The criticism not only comes from the White House. Democratic Senator Elizabeth Warren, who has long been one of Jerome Powell’s biggest critics in Congress, recently made a common thing with Republican Rick Scott and raised a proposal that will increase Congress’s review power over the central bank.
A special working group in the House of Representatives conducts a review of the Central Bank’s work in the spring. However, Frank Lucas, the Republican leading the work, has indicated that stronger support may be needed to protect Fed’s independence.
2. Challenges in courts
The central bank’s independence has not been questioned in court yet, but several important cases that could undermine the legal protection of the Fed members are now looking through the US judicial system on its way to the Supreme Court.
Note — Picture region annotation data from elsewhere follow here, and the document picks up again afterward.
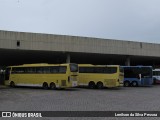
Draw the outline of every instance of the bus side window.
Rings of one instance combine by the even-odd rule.
[[[11,68],[7,68],[5,71],[5,80],[9,80]]]

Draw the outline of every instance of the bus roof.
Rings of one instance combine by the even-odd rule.
[[[120,65],[93,65],[93,64],[78,64],[78,66],[83,67],[119,67]]]
[[[64,64],[34,63],[34,64],[14,65],[14,66],[8,66],[8,67],[66,66],[68,64],[75,64],[75,63],[64,63]]]

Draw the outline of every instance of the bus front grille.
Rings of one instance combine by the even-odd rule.
[[[66,86],[66,80],[61,80],[61,85]]]

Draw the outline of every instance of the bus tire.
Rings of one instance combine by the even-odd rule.
[[[97,83],[97,88],[98,89],[102,89],[103,88],[103,83],[102,82],[98,82]]]
[[[48,89],[48,84],[46,82],[43,83],[43,89],[45,89],[45,90]]]
[[[56,85],[55,85],[54,82],[51,82],[49,87],[50,87],[51,90],[55,90],[56,89]]]
[[[10,82],[10,87],[15,87],[15,83],[13,81]]]
[[[138,83],[137,83],[136,81],[133,81],[133,82],[132,82],[132,86],[133,86],[133,87],[137,87],[137,86],[138,86]]]
[[[124,82],[124,87],[129,87],[129,86],[130,86],[129,81],[125,81],[125,82]]]
[[[88,87],[91,89],[95,88],[95,83],[93,81],[89,82]]]

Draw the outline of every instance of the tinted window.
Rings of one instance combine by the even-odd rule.
[[[5,70],[5,80],[9,80],[10,70],[11,70],[11,68],[6,68],[6,70]]]
[[[160,76],[160,71],[153,71],[154,76]]]
[[[70,64],[71,72],[78,72],[78,65],[77,64]]]
[[[152,76],[152,69],[150,67],[124,67],[125,78],[138,78],[139,74],[144,78],[145,76]]]
[[[108,73],[117,72],[117,67],[79,67],[80,73]]]
[[[27,73],[66,73],[66,66],[45,66],[45,67],[14,67],[13,74]]]

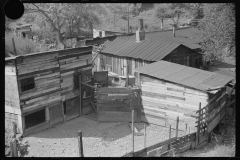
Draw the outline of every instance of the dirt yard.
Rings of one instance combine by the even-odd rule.
[[[25,157],[78,157],[77,131],[83,133],[85,157],[120,157],[132,151],[132,134],[129,123],[100,122],[78,117],[54,128],[23,139],[28,141]],[[142,130],[140,132],[144,132]],[[147,126],[147,146],[168,139],[169,129],[156,125]],[[184,133],[179,131],[179,136]],[[172,131],[172,137],[175,131]],[[143,149],[144,136],[135,136],[135,151]]]

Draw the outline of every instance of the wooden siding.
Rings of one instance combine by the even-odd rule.
[[[107,61],[107,59],[110,59],[111,62]],[[129,57],[121,57],[111,54],[104,54],[100,53],[95,61],[96,66],[99,64],[99,69],[97,71],[104,71],[108,70],[113,73],[116,73],[119,76],[126,76],[127,74],[127,63],[129,65],[129,75],[134,76],[134,69],[146,64],[149,64],[151,62],[149,61],[143,61],[141,59],[134,59]],[[96,68],[97,69],[97,68]]]
[[[22,79],[33,77],[35,83],[34,89],[20,91],[23,112],[61,100],[58,53],[23,57],[17,60],[17,71],[20,90]]]
[[[199,68],[199,66],[197,66],[195,63],[195,59],[201,60],[201,58],[201,54],[199,54],[195,50],[181,45],[175,50],[173,50],[169,55],[164,57],[163,60]]]
[[[5,105],[20,108],[16,75],[5,75]]]
[[[14,61],[8,61],[5,64],[5,108],[19,113],[18,110],[10,108],[18,107],[23,114],[28,114],[46,107],[46,123],[49,123],[53,117],[52,112],[52,115],[49,115],[50,105],[58,103],[62,108],[62,101],[74,97],[79,99],[80,88],[74,88],[74,75],[91,74],[91,52],[91,47],[83,47],[22,56],[15,59],[16,67]],[[34,78],[34,88],[21,91],[21,80],[31,77]],[[79,103],[75,105],[80,107]],[[60,108],[59,119],[60,112],[64,114]],[[19,125],[22,125],[20,130],[24,130],[24,117],[18,119]]]
[[[134,121],[140,122],[140,90],[133,92],[121,91],[122,88],[105,88],[104,90],[97,93],[98,121],[131,122],[134,109]]]
[[[195,125],[199,103],[202,107],[208,104],[207,93],[142,74],[140,80],[143,121],[167,126],[179,116],[180,128],[184,129],[184,123]]]

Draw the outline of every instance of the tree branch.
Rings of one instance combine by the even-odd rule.
[[[56,28],[56,26],[54,26],[54,22],[53,20],[45,13],[44,10],[40,9],[37,5],[35,5],[34,3],[32,4],[33,6],[35,6],[37,8],[37,10],[39,12],[41,12],[46,18],[47,20],[50,22],[50,24],[52,25],[52,27],[55,29],[55,30],[58,30],[58,28]]]

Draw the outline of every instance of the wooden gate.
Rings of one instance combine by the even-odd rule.
[[[97,92],[98,121],[131,122],[132,110],[134,121],[141,121],[141,105],[133,90],[127,88],[101,88]]]
[[[55,103],[49,106],[49,114],[50,114],[50,126],[54,126],[58,123],[63,122],[63,114],[62,114],[62,106],[61,103]]]

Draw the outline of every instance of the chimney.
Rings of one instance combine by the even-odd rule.
[[[143,19],[138,20],[138,30],[136,31],[136,42],[141,42],[145,39],[145,31],[143,27]]]

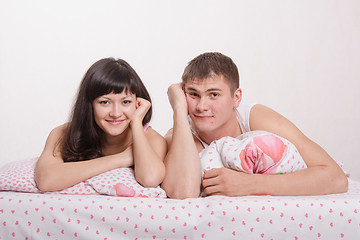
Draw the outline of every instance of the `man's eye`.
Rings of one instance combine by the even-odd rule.
[[[197,93],[192,93],[192,92],[188,93],[188,95],[189,95],[190,97],[197,97],[197,96],[198,96]]]

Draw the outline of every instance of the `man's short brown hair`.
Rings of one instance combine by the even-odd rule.
[[[213,75],[223,75],[229,83],[231,93],[239,88],[240,77],[235,63],[219,52],[203,53],[191,60],[184,70],[182,81],[201,81]]]

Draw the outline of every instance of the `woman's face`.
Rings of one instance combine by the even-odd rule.
[[[93,102],[96,124],[108,137],[122,134],[130,124],[136,110],[136,95],[132,93],[109,93]]]

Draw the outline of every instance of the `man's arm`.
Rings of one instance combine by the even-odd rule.
[[[168,96],[174,111],[174,128],[165,135],[168,153],[165,157],[165,179],[161,186],[171,198],[198,197],[201,188],[201,164],[190,130],[181,84],[171,85]]]
[[[262,105],[251,110],[251,130],[275,133],[292,142],[308,168],[283,174],[246,174],[230,169],[213,169],[204,174],[205,193],[241,195],[321,195],[347,191],[344,172],[319,145],[307,138],[285,117]]]

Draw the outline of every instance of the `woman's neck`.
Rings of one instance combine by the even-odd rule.
[[[218,140],[222,137],[230,136],[236,138],[241,134],[241,127],[236,115],[231,118],[227,124],[215,129],[212,132],[198,132],[199,137],[207,144],[210,144],[212,141]]]
[[[102,143],[102,153],[104,156],[123,152],[132,144],[132,133],[130,128],[126,129],[119,136],[105,136]]]

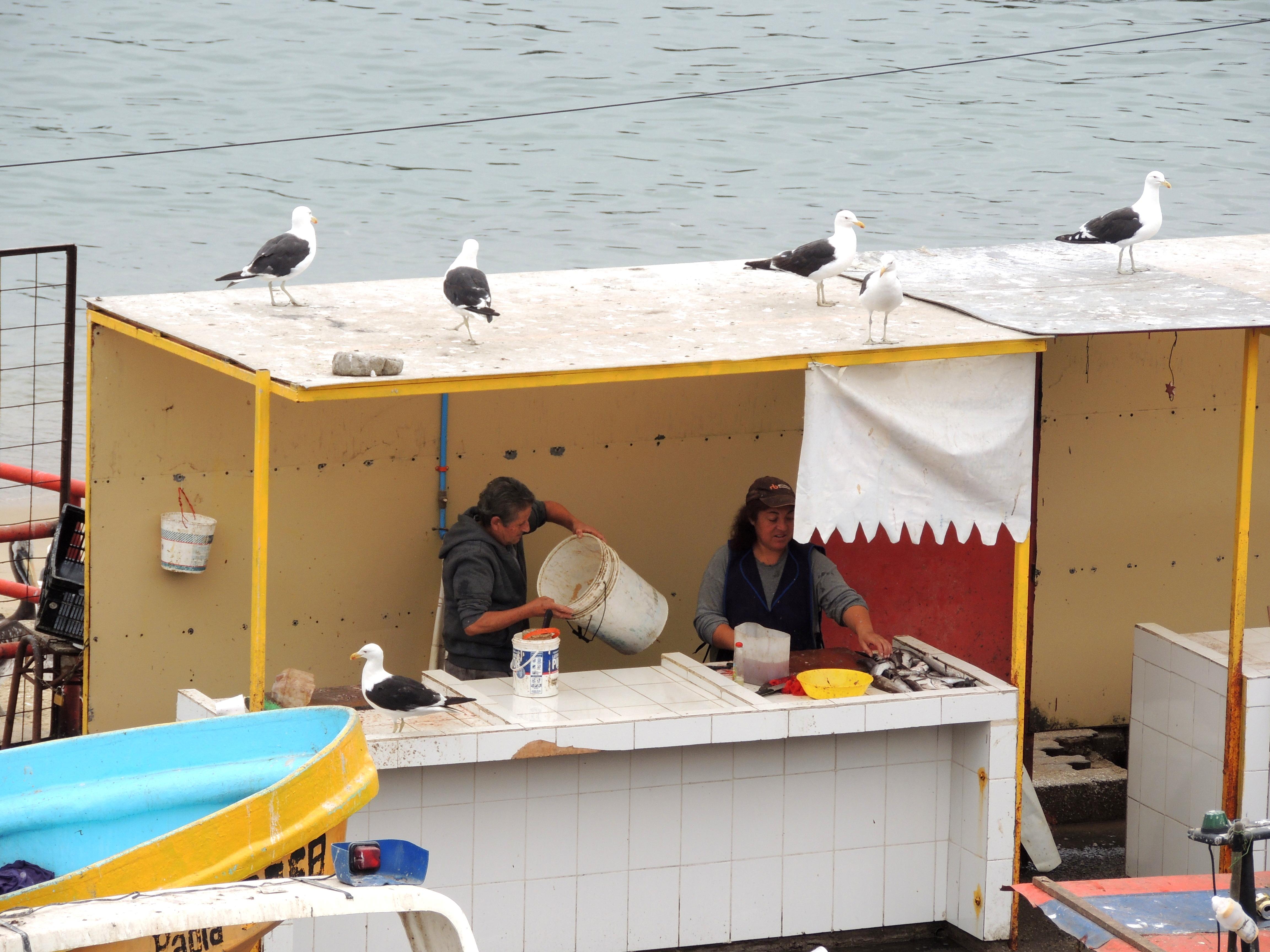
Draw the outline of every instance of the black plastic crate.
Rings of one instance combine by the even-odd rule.
[[[84,510],[70,503],[48,550],[36,631],[84,644]]]

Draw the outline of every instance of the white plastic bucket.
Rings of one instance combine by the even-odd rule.
[[[517,696],[552,697],[559,694],[560,688],[556,685],[559,674],[559,635],[554,638],[512,636],[512,691]]]
[[[159,564],[171,572],[201,572],[216,534],[216,519],[193,513],[159,517]]]
[[[575,625],[624,655],[657,641],[671,611],[660,592],[589,534],[570,536],[547,553],[538,594],[569,605]]]

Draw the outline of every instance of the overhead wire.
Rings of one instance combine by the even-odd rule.
[[[747,93],[766,93],[776,89],[792,89],[795,86],[814,86],[824,83],[845,83],[847,80],[875,79],[878,76],[897,76],[904,72],[922,72],[925,70],[946,70],[954,66],[974,66],[984,62],[1001,62],[1002,60],[1024,60],[1034,56],[1049,56],[1050,53],[1069,53],[1080,50],[1095,50],[1097,47],[1119,46],[1124,43],[1144,43],[1153,39],[1167,39],[1170,37],[1185,37],[1195,33],[1209,33],[1218,29],[1233,29],[1237,27],[1255,27],[1261,23],[1270,23],[1270,17],[1255,20],[1233,20],[1219,23],[1212,27],[1196,27],[1194,29],[1173,30],[1171,33],[1153,33],[1143,37],[1126,37],[1124,39],[1105,39],[1097,43],[1080,43],[1077,46],[1052,47],[1049,50],[1033,50],[1025,53],[1002,53],[999,56],[982,56],[974,60],[955,60],[951,62],[930,63],[927,66],[902,66],[893,70],[875,70],[872,72],[857,72],[850,76],[822,76],[810,80],[792,80],[790,83],[772,83],[762,86],[742,86],[739,89],[720,89],[712,93],[683,93],[673,96],[654,96],[650,99],[631,99],[621,103],[597,103],[596,105],[574,105],[563,109],[542,109],[532,113],[508,113],[504,116],[481,116],[472,119],[447,119],[444,122],[424,122],[414,126],[389,126],[375,129],[351,129],[347,132],[320,132],[309,136],[287,136],[284,138],[262,138],[250,142],[222,142],[212,146],[183,146],[178,149],[155,149],[146,152],[113,152],[109,155],[86,155],[75,159],[44,159],[29,162],[5,162],[0,169],[25,169],[37,165],[66,165],[70,162],[100,162],[116,159],[140,159],[142,156],[175,155],[179,152],[207,152],[217,149],[248,149],[251,146],[273,146],[287,142],[312,142],[325,138],[347,138],[349,136],[378,136],[387,132],[414,132],[418,129],[438,129],[456,126],[476,126],[486,122],[507,122],[509,119],[537,119],[547,116],[568,116],[572,113],[597,112],[601,109],[626,109],[635,105],[654,105],[658,103],[681,103],[691,99],[712,99],[716,96],[733,96]]]

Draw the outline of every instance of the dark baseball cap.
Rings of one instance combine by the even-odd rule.
[[[747,503],[753,503],[756,499],[768,509],[794,505],[794,489],[785,480],[779,480],[775,476],[759,476],[749,484],[749,491],[745,493]]]

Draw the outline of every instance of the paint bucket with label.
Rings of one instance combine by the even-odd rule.
[[[554,697],[560,693],[560,632],[535,628],[512,636],[512,691],[518,697]]]

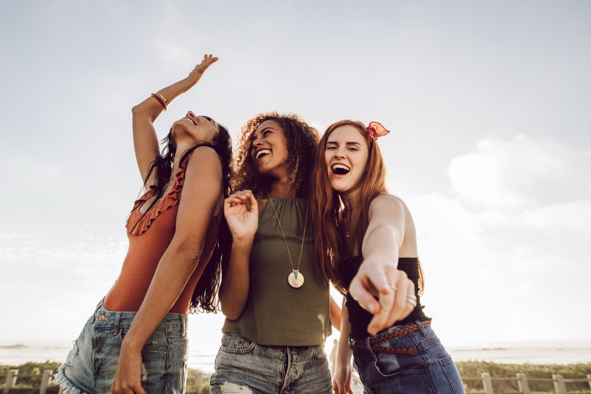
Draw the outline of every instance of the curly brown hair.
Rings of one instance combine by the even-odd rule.
[[[238,135],[238,144],[234,155],[233,174],[230,181],[233,192],[250,189],[259,198],[269,191],[269,180],[259,174],[256,164],[250,155],[252,149],[252,136],[256,128],[265,121],[274,121],[283,130],[287,140],[290,155],[285,162],[290,187],[297,197],[309,199],[310,181],[314,168],[320,135],[299,116],[284,115],[276,112],[259,113],[246,122]],[[296,154],[291,154],[295,152]]]

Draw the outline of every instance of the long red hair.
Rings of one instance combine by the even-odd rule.
[[[359,220],[353,228],[349,229],[348,240],[345,242],[346,233],[342,224],[343,206],[339,194],[330,185],[324,152],[332,132],[346,125],[356,128],[365,139],[369,147],[369,157],[361,184],[359,203],[355,207],[361,211]],[[334,123],[326,129],[320,138],[314,164],[312,174],[314,189],[310,203],[315,235],[316,275],[323,283],[330,281],[337,289],[344,291],[345,284],[342,281],[339,264],[344,259],[352,256],[356,251],[361,252],[363,236],[369,224],[369,203],[381,193],[388,191],[386,168],[379,147],[369,136],[365,125],[348,119]]]

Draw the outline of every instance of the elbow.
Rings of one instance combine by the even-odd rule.
[[[134,116],[137,116],[141,112],[142,112],[141,104],[138,104],[137,105],[134,105],[133,107],[131,108],[131,114]]]
[[[241,312],[239,313],[238,311],[228,310],[228,308],[224,308],[223,305],[222,305],[222,313],[226,317],[226,318],[232,321],[238,320],[240,315],[242,314]]]

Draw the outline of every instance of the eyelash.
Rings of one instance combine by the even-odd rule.
[[[326,150],[327,151],[333,151],[333,150],[335,150],[336,149],[336,146],[327,146],[326,147]],[[351,151],[352,152],[356,152],[357,151],[359,150],[358,149],[357,149],[356,148],[355,148],[353,146],[351,146],[350,148],[348,148],[347,149],[349,149],[349,151]]]

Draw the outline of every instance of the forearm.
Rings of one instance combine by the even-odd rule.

These include two members at the Competition Authority FTC, which was petitioned earlier this year but who has drawn the Trump administration before the court to go the decision.
Their protests are based on a case from the mid-1930s, when the Supreme Court finally ruled that the president was not entitled to kick officials at independent authorities on any grounds other than those approved by Congress.
The statement is now being challenged 90 years later after several notable petitions by officials covered by the same protection-just like the Federal Reserve Members according to Daniel Tarullo, professor of law at Harvard University and former Fed member responsible for bank regulation.
3. Stagflation risks
Of course, at the top of the agenda is the uncertain economic situation. The latest step-up in the US and China trade conflict facilitates, but the Fed Manager has warned that both inflation and unemployment are risking risking.
It could create a situation where the central bank’s two goals – an inflation around 2 percent over time and maximum employment – are set against each other, even though Jerome Powell does not see such a situation yet.
« We have not been brought about that question in a very long time, » he said during a press conference in connection with the interest rate last week.
4. New inflation target
However, some economists already believe that the central bank was forced to prioritize between inflation and employment during the increase in inflation that took off in 2021, which could explain why the Fed acted late.
Already in March that year, one of the most important measures of the underlying inflation passed 2 percent, but it took another year before the Fed began to raise interest rates.
The central bank initially stuck that the rise of inflation was transient, a description that soon came to be harshly criticized.
Some economists believe that the slow action was due to the fact that since 2020, the Fed is aiming for inflation to be around 2 percent over time, which means that prices can rise more after a period of very low inflation. In addition, the central bank places a greater focus on promoting maximum employment, and that the interest rate should be guided by actual economic outcomes and not forecasts.
The latter seems to have led to the interest rate hikes being handled in the future despite the fact that the members already in 2021 considered that inflation became too high, according to Christina Roma, economics professor at Berkeley University and former head of President Barack Obama’s financial advice.
The Fed has itself initiated a review of the inflation target, and indicated that changes may be underway already this summer.